Labeling datasets for supervised object detection is a dull and time-consuming task. Errors can be easily introduced during annotation and overlooked during review, yielding inaccurate benchmarks and performance degradation of deep neural networks trained on noisy labels. In this work, we for the first time introduce a benchmark for label error detection methods on object detection datasets as well as a label error detection method and a number of baselines. We simulate four different types of randomly introduced label errors on train and test sets of well-labeled object detection datasets. For our label error detection method we assume a two-stage object detector to be given and consider the sum of both stages' classification and regression losses. The losses are computed with respect to the predictions and the noisy labels including simulated label errors, aiming at detecting the latter.
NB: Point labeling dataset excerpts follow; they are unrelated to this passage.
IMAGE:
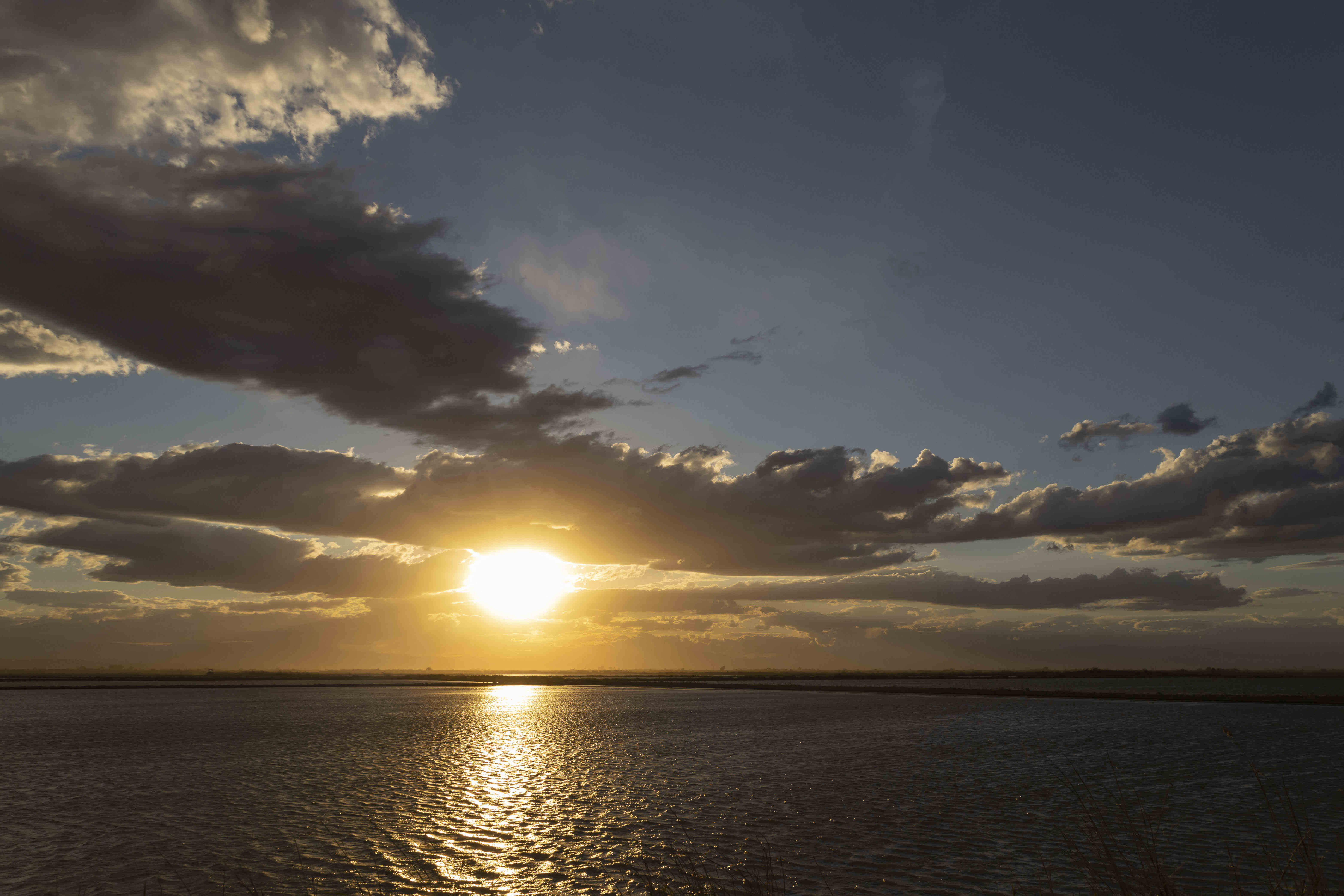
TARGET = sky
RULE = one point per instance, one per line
(814, 335)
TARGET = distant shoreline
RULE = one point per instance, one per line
(1326, 700)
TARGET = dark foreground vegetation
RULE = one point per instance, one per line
(1113, 841)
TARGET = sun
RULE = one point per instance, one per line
(518, 585)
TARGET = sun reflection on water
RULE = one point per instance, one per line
(503, 794)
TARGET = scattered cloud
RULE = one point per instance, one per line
(165, 76)
(13, 576)
(1121, 589)
(27, 347)
(1324, 398)
(802, 512)
(1091, 436)
(670, 379)
(1178, 420)
(755, 338)
(1267, 594)
(1181, 420)
(588, 276)
(225, 291)
(189, 554)
(69, 600)
(1314, 565)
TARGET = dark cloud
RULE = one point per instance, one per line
(802, 512)
(1314, 565)
(670, 379)
(1327, 397)
(413, 633)
(755, 338)
(284, 605)
(1261, 494)
(741, 355)
(1181, 420)
(279, 277)
(662, 624)
(667, 381)
(13, 576)
(69, 600)
(191, 554)
(1085, 433)
(1178, 420)
(1268, 594)
(1124, 589)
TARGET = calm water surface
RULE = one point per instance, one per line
(1193, 686)
(531, 790)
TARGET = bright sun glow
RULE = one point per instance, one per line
(518, 585)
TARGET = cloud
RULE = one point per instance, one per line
(925, 93)
(800, 512)
(206, 74)
(673, 377)
(1287, 593)
(69, 600)
(670, 379)
(27, 347)
(220, 267)
(1181, 420)
(185, 253)
(755, 338)
(1327, 397)
(284, 605)
(13, 576)
(189, 554)
(585, 276)
(1261, 494)
(1085, 432)
(1178, 420)
(1314, 565)
(1123, 589)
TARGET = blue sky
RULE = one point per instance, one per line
(959, 227)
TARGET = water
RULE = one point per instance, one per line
(1221, 686)
(523, 789)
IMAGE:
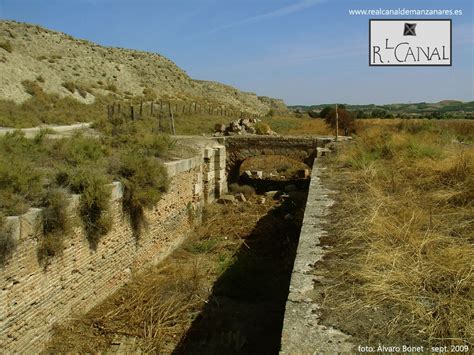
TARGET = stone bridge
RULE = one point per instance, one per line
(301, 148)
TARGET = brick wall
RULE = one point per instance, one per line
(32, 298)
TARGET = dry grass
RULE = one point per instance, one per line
(401, 267)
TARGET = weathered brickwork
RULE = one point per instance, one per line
(32, 298)
(239, 148)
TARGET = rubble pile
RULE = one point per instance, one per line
(243, 126)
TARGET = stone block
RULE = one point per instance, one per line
(117, 191)
(12, 226)
(209, 176)
(220, 174)
(209, 153)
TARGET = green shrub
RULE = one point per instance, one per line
(32, 88)
(145, 180)
(262, 128)
(80, 150)
(94, 207)
(56, 225)
(7, 46)
(7, 243)
(112, 87)
(20, 182)
(70, 86)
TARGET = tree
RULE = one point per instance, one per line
(345, 119)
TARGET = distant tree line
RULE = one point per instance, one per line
(325, 112)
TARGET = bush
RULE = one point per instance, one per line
(262, 128)
(20, 182)
(7, 46)
(32, 88)
(112, 87)
(56, 225)
(7, 243)
(70, 86)
(94, 206)
(145, 180)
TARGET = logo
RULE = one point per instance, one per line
(410, 43)
(409, 29)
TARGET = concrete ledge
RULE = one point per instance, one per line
(302, 332)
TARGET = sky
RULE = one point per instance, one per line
(303, 51)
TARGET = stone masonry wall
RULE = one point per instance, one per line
(32, 298)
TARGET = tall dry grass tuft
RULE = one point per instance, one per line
(405, 233)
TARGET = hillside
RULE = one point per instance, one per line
(54, 60)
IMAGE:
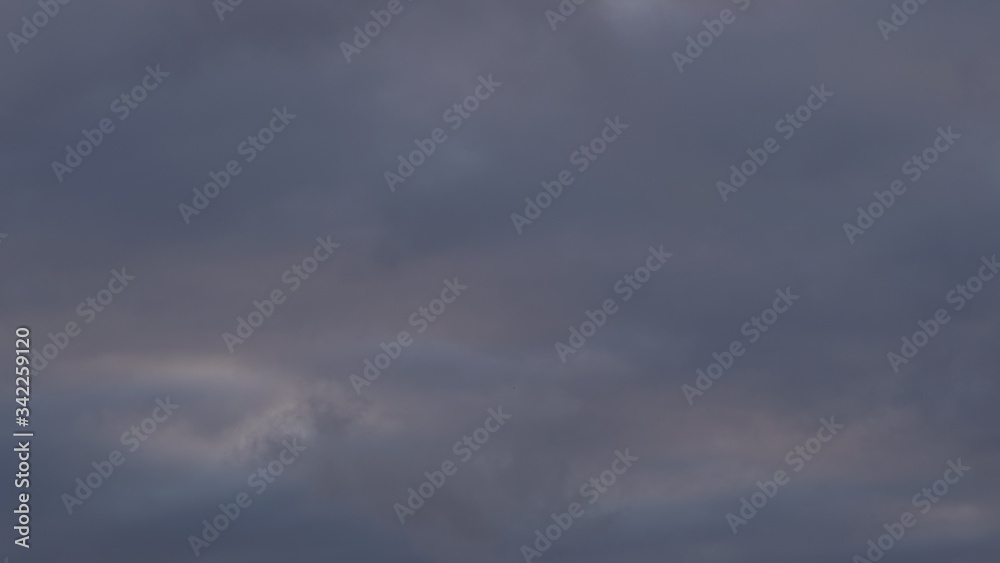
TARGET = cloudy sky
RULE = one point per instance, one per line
(372, 290)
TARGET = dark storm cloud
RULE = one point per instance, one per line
(323, 176)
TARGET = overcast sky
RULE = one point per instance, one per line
(581, 324)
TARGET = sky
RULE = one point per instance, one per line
(437, 282)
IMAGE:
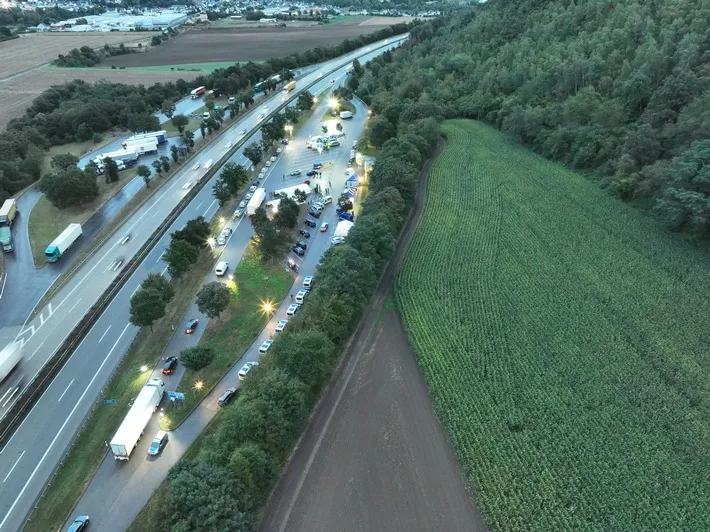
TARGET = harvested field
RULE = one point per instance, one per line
(33, 50)
(245, 44)
(17, 94)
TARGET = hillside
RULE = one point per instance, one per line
(568, 359)
(619, 88)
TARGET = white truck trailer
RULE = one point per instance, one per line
(256, 200)
(63, 242)
(10, 356)
(141, 146)
(130, 431)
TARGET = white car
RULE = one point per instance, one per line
(265, 345)
(221, 268)
(224, 235)
(246, 368)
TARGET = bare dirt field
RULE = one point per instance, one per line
(17, 93)
(33, 50)
(245, 44)
(374, 456)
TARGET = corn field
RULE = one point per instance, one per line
(564, 336)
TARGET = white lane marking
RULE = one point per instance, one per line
(65, 391)
(104, 334)
(35, 351)
(13, 467)
(208, 208)
(61, 429)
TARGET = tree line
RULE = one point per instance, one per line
(78, 111)
(618, 89)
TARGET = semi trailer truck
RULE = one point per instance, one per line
(63, 242)
(133, 425)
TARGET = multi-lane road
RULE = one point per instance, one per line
(33, 452)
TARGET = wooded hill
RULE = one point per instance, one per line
(617, 87)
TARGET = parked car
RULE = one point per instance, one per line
(224, 235)
(246, 368)
(227, 396)
(169, 366)
(191, 325)
(265, 345)
(158, 443)
(81, 523)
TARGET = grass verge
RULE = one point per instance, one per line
(231, 334)
(47, 221)
(88, 449)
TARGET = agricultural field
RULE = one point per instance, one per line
(569, 358)
(246, 43)
(17, 93)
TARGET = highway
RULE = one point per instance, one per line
(120, 489)
(31, 455)
(23, 285)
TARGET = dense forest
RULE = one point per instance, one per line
(617, 88)
(78, 111)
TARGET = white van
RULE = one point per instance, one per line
(299, 296)
(221, 268)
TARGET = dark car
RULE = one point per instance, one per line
(81, 522)
(169, 366)
(227, 396)
(191, 325)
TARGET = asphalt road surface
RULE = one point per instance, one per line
(33, 452)
(374, 456)
(22, 285)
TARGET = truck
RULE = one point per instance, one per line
(256, 200)
(10, 356)
(8, 211)
(133, 425)
(63, 242)
(161, 137)
(141, 146)
(6, 239)
(289, 86)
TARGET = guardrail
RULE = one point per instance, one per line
(44, 377)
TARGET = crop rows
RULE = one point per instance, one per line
(564, 337)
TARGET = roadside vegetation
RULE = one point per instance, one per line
(255, 435)
(569, 341)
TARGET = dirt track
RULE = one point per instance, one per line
(242, 44)
(374, 456)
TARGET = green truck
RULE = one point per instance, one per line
(6, 239)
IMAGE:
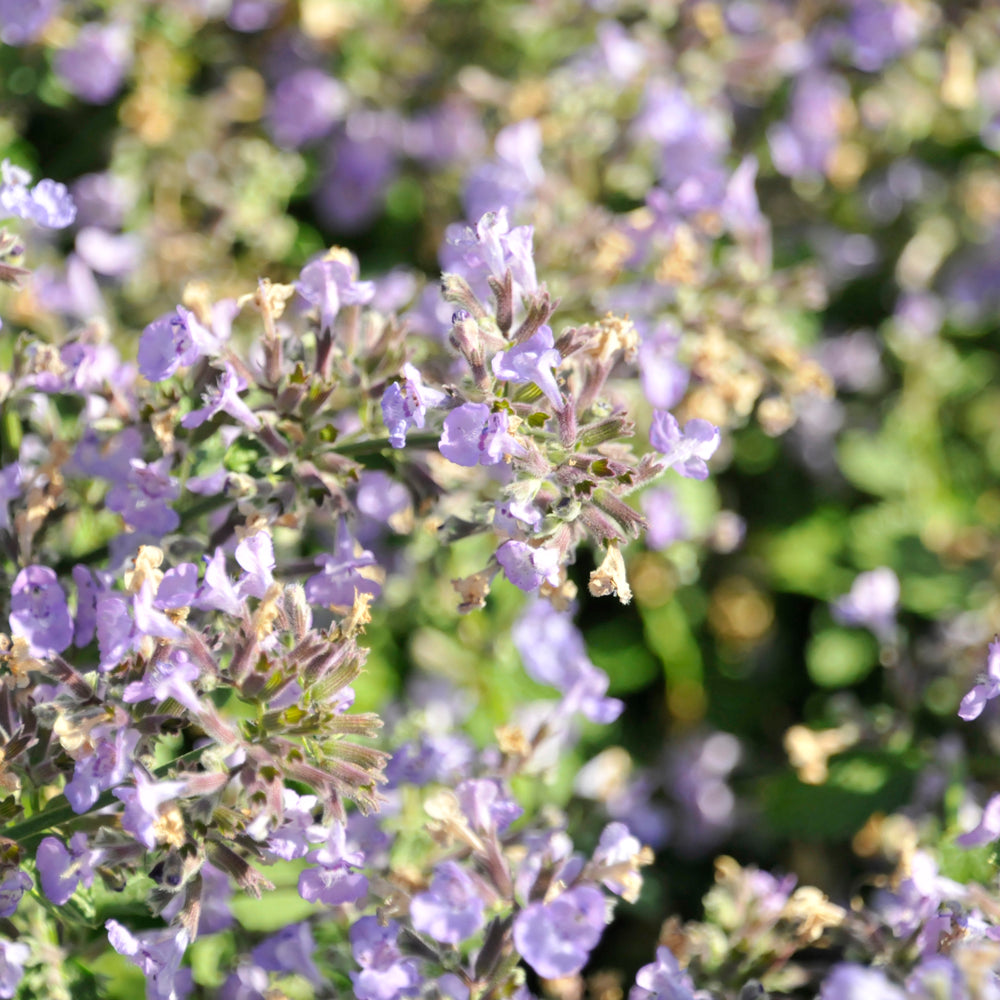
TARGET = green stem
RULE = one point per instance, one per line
(29, 832)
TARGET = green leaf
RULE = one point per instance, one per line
(836, 657)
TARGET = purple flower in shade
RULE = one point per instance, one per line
(334, 880)
(332, 282)
(38, 611)
(171, 677)
(666, 523)
(290, 950)
(298, 828)
(60, 870)
(487, 805)
(878, 31)
(113, 254)
(47, 204)
(855, 982)
(664, 379)
(13, 954)
(491, 249)
(248, 982)
(988, 829)
(472, 435)
(871, 603)
(805, 142)
(359, 170)
(224, 397)
(158, 954)
(556, 938)
(106, 766)
(87, 588)
(217, 591)
(144, 498)
(514, 517)
(452, 910)
(142, 805)
(11, 479)
(95, 65)
(21, 21)
(256, 558)
(688, 451)
(554, 653)
(535, 360)
(526, 566)
(178, 588)
(385, 974)
(662, 980)
(13, 886)
(404, 405)
(304, 107)
(349, 569)
(167, 344)
(512, 176)
(937, 978)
We compare our method to three baselines: a naive one without deep learning, the object detector's score and the entropy of the classification softmax distribution. We outperform all baselines and demonstrate that among the considered methods, ours is the only one that detects label errors of all four types efficiently. Furthermore, we detect real label errors a) on commonly used test datasets in object detection and b) on a proprietary dataset. In both cases we achieve low false positives rates, i.e., when considering 200 proposals from our method, we detect label errors with a precision for a) of up to 71.5% and for b) with 97%.

翻译：为监督式目标检测标注数据集是一项枯燥且耗时的任务。标注过程中容易引入错误，且在审核时被忽略，从而导致基准测试不准确，并降低基于噪声标签训练的深度神经网络的性能。本研究首次为目标检测数据集上的标签错误检测方法引入了一个基准测试，同时提出了一种标签错误检测方法及多个基线方法。我们在标注良好的目标检测数据集的训练集和测试集上模拟了四种不同类型的随机引入标签错误。对于我们的标签错误检测方法，假设已给定一个两阶段目标检测器，并考虑两个阶段的分类损失与回归损失之和。这些损失基于预测结果与包含模拟标签错误的噪声标签计算，旨在检测后者。我们将所提方法与三种基线方法进行比较：一种不使用深度学习的朴素方法、目标检测器的置信度得分以及分类 softmax 分布的熵。我们超越了所有基线方法，并证明在所考虑的方法中，只有我们的方法能高效检测所有四种类型的标签错误。此外，我们还在以下场景中检测了真实标签错误：a) 目标检测中常用的测试数据集，b) 专有数据集。两种情况下，我们都实现了较低的误报率，即当从我们的方法中选取 200 个候选时，a) 的检测精确率高达 71.5%，b) 为 97%。